Zu seinem Job bei den Eisbären kam der heute 59-Jährige dann 1991. Damals kündigte Ex-Spieler Hans Frenzel an, seinen Platz in der Sprecherkabine zu räumen. „Ich erfuhr, dass Hanne aufhört und bewarb mich um die Stelle“ – mit Erfolg. Erfahrung am Mikro und vor der Kamera hatte Schumann schon zu DDR-Zeiten gesammelt. 1972 übernahm er eine Hauptrolle im DEFA-Film „Die Squaw Tschapajews“. Später moderierte er Kindermatinees im Karlshorster Kino „Vorwärts“ und legte als DJ auf. Heute ist die Mercedes-Benz-Arena am Ostbahnhof seine Bühne. 

 

Mehr als die Stimme aus dem Off 

Ein Arbeitstag dort läuft eigentlich immer gleich ab und beginnt mit der Regiebesprechung und einem Briefing vom Pressesprecher. Kurz vor Anpfiff betritt Uwe Schumann dann die spiegelglatte Eisfläche (ausgerutscht ist er bislang nur dreimal) und begrüßt jeden einzelnen Fanblock in der 14.200 Zuschauer fassenden Halle. „Ich fand es schon früher ganz schrecklich, wenn Stadionsprecher nur als Stimme aus dem Off wahrgenommen wurden. Deswegen bin ich von Anfang an aufs Eis gegangenen und habe mich den Fans gezeigt.

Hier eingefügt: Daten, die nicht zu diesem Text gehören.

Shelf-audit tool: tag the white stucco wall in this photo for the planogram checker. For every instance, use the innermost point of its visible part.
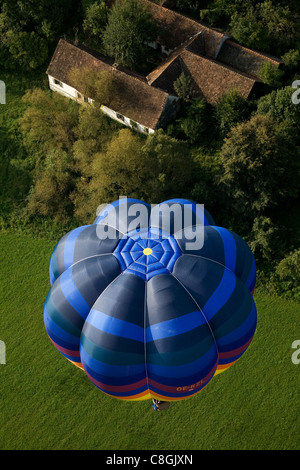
(72, 93)
(65, 90)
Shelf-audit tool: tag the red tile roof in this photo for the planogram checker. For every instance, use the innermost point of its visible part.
(139, 101)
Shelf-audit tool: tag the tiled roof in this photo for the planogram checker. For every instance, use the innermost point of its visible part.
(244, 59)
(176, 28)
(210, 78)
(138, 101)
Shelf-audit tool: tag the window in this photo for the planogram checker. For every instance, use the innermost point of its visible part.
(57, 82)
(119, 116)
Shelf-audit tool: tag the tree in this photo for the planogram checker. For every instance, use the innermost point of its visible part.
(266, 26)
(231, 109)
(48, 122)
(130, 27)
(153, 170)
(183, 87)
(95, 19)
(29, 30)
(260, 167)
(195, 123)
(278, 105)
(48, 127)
(287, 275)
(27, 49)
(169, 165)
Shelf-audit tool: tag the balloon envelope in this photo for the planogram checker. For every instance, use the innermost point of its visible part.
(144, 313)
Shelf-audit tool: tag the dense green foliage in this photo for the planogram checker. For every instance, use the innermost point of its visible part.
(60, 160)
(130, 27)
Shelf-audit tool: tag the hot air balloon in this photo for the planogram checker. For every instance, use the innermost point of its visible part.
(144, 313)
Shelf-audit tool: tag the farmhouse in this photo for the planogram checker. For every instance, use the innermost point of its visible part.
(140, 106)
(214, 63)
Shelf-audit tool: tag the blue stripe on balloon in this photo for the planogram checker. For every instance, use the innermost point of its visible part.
(114, 326)
(66, 339)
(229, 247)
(176, 326)
(221, 295)
(240, 331)
(70, 245)
(72, 294)
(124, 329)
(114, 380)
(53, 268)
(184, 370)
(109, 369)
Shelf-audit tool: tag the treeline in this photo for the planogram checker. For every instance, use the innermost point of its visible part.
(60, 160)
(245, 172)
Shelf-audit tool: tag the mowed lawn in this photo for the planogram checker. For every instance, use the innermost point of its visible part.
(47, 403)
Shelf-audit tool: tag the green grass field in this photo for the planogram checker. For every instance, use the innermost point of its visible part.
(47, 403)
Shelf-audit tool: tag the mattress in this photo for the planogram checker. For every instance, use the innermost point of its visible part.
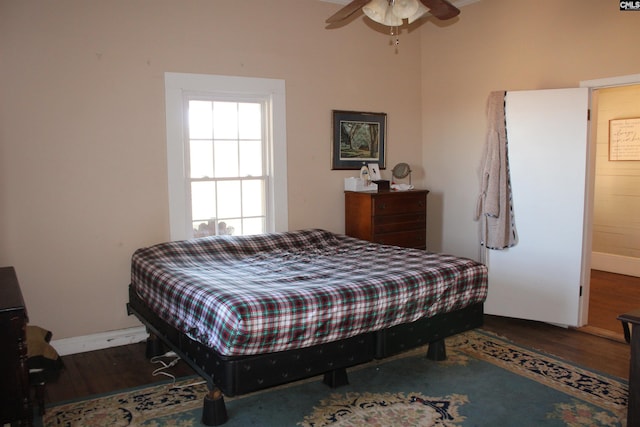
(267, 293)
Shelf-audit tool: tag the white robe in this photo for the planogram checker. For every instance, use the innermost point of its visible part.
(495, 204)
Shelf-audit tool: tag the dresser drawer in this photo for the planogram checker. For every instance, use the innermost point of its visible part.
(407, 239)
(392, 204)
(394, 223)
(397, 218)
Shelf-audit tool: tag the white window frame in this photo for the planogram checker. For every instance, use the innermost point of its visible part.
(273, 90)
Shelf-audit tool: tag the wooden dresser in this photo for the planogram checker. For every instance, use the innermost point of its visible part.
(389, 217)
(14, 387)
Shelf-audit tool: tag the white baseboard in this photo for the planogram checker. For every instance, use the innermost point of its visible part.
(615, 264)
(99, 341)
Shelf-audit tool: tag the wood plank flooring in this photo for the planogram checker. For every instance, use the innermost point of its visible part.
(610, 295)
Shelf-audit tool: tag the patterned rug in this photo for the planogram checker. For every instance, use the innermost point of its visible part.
(485, 381)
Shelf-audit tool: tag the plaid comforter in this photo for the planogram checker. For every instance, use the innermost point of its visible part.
(266, 293)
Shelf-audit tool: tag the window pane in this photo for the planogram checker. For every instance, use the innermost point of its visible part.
(249, 121)
(252, 198)
(226, 159)
(200, 120)
(225, 116)
(229, 199)
(203, 200)
(201, 159)
(251, 158)
(204, 228)
(253, 226)
(230, 227)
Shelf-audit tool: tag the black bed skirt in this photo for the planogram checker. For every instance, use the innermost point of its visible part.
(244, 374)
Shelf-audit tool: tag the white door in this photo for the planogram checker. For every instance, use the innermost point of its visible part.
(541, 277)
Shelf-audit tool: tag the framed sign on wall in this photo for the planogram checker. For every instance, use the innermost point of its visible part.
(624, 139)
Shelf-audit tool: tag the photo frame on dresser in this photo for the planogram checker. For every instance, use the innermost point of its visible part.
(359, 138)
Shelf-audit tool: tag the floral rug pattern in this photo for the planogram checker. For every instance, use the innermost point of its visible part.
(593, 399)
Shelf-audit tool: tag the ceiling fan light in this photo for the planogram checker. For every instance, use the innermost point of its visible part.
(376, 10)
(404, 9)
(390, 19)
(422, 11)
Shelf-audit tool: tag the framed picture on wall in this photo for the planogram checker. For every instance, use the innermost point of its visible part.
(358, 139)
(624, 139)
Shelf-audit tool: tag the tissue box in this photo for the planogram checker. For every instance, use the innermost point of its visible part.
(358, 184)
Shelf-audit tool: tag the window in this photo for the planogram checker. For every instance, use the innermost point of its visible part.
(226, 155)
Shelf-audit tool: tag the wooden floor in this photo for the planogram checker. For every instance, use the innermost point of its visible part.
(610, 295)
(122, 367)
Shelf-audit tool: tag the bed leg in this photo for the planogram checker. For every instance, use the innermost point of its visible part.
(336, 378)
(214, 412)
(155, 347)
(437, 351)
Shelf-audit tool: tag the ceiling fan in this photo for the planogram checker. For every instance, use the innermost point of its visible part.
(392, 12)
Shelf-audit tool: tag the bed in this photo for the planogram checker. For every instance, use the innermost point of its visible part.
(252, 312)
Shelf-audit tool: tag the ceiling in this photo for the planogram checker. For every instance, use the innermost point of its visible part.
(457, 3)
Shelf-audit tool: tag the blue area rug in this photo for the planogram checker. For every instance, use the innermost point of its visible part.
(485, 381)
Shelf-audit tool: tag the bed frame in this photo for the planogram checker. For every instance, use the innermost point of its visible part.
(239, 375)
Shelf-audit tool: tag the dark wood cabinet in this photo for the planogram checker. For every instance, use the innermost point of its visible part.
(14, 387)
(396, 218)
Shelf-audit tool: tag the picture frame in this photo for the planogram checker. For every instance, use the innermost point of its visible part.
(359, 138)
(624, 139)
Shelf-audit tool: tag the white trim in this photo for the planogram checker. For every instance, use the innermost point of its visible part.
(612, 263)
(99, 341)
(175, 86)
(630, 79)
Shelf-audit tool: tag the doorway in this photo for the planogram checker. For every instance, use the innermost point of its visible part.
(615, 265)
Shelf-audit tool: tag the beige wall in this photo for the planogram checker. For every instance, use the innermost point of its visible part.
(82, 140)
(616, 218)
(504, 45)
(82, 132)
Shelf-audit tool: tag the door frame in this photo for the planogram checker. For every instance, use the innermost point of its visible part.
(626, 80)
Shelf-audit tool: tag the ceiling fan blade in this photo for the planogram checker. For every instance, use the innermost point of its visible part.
(347, 11)
(441, 9)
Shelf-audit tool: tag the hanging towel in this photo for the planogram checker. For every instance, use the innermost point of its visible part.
(495, 204)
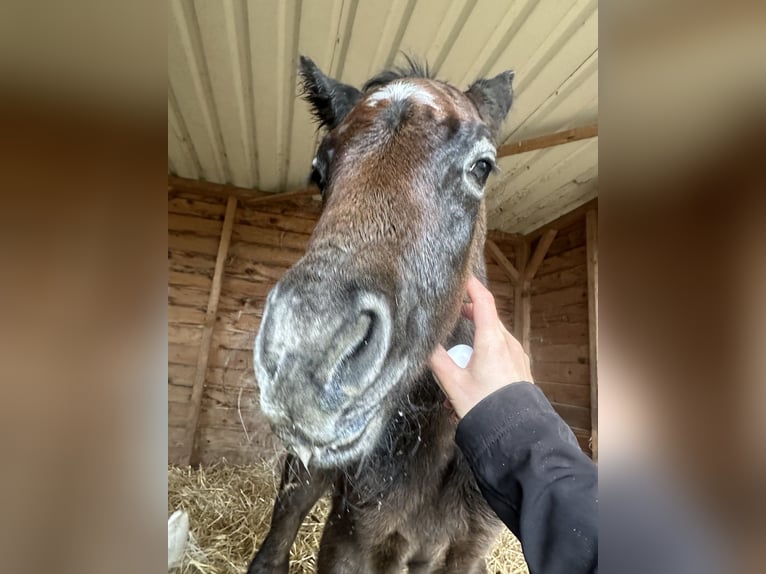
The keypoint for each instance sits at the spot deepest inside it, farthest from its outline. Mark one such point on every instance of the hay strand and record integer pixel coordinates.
(229, 510)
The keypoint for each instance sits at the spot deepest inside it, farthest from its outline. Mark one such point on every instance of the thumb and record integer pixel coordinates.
(447, 373)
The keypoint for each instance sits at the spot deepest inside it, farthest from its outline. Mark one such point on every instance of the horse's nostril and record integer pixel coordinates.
(364, 345)
(370, 320)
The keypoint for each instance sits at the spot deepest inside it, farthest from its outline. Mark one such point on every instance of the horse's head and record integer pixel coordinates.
(402, 171)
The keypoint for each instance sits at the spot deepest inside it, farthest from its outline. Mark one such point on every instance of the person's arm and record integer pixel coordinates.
(535, 477)
(524, 457)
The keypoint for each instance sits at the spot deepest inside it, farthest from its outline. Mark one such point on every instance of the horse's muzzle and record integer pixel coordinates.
(318, 359)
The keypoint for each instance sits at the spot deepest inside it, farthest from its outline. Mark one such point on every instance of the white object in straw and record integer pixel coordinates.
(178, 533)
(461, 354)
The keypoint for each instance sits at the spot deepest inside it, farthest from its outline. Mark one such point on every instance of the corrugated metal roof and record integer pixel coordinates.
(234, 116)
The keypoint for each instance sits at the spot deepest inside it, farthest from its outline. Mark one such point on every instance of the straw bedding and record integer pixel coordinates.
(229, 512)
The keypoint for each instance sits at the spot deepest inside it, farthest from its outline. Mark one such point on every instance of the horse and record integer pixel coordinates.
(341, 354)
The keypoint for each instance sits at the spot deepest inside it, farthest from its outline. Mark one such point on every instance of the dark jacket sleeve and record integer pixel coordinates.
(535, 477)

Mittlerweile machen das alle so.“ 

 

Traum von 1.000 Einsätzen 

Schumann ist Mitglied des 18-köpfigen Kampfgerichts, gibt die Aufstellungen bekannt, sagt Tore und Strafen an. 843 Partien hat er inzwischen auf dem Buckel. Mehr Einsätze vor heimischem Publikum kann nicht mal Eisbären-Legende Sven Felski vorweisen. Auf die Frage, ob er schon mal ans Aufhören gedacht habe, antwortet Schumann: „Die 1.000 würde ich noch ganz gern vollmachen.“ Doch aktuell bremst ihn Corona aus. Das letzte DEL-Spiel liegt sieben Monate zurück. Ob der November als Saisonstart gehalten werden kann, entscheidet sich in den kommenden Tagen. „Über Geisterspiele brauchen wir beim Eishockey überhaupt nicht nachdenken und auch von einer 20-prozentigen Auslastung der Hallen, wie derzeit angedacht, können die Vereine nicht leben“, weiß Uwe Schumann. Denn anders als beim Fußball machen Fernsehgelder nur einen kleinen Posten des Umsatzes aus. 80 Prozent werden vor Ort durch Ticketing, Merchandising, den Verkauf von Getränken und Speisen erwirtschaftet. Eishockey braucht Zuschauer, daher ist aktuell auch eine komplette Saison-Absage noch nicht vom Tisch.

 

Sehnsucht nach dem Kufensport

Uwe Schumann würde das unheimlich schmerzen. Ums Geldverdienen geht es ihm dabei nicht. Denn seine Tätigkeit bei den Eisbären ist ein Ehrenamt. Hauptberuflich arbeitet er als Lehrer an der Oscar-Tietz-Schule in Marzahn (Oberstufenzentrum Handel II). Dort unterrichtet er schon seit vielen Jahren Sozialkunde, Informatik und Sport. 

Obwohl er mit dem Moderieren seinen Lebensunterhalt nicht bestreitet, hat Schumann bislang fast kein Heimspiel verpasst. Sogar Urlaube wurden für Eishockey schon mal unterbrochen. Insofern blieb in den vergangenen Monaten etwas mehr Zeit für die Familie. Aber nun ist die Sehnsucht groß, endlich mal wieder „Tor für die Eisbären“ ins Mikro zu rufen und den Einspieler „Ene, mene, miste, es rappelt in der Kiste“ über die Lautsprecher der Mercedes-Benz-Arena zu hören. „Ich vermisse Eishockey schon ziemlich doll“, gesteht der sympathische Stadionsprecher.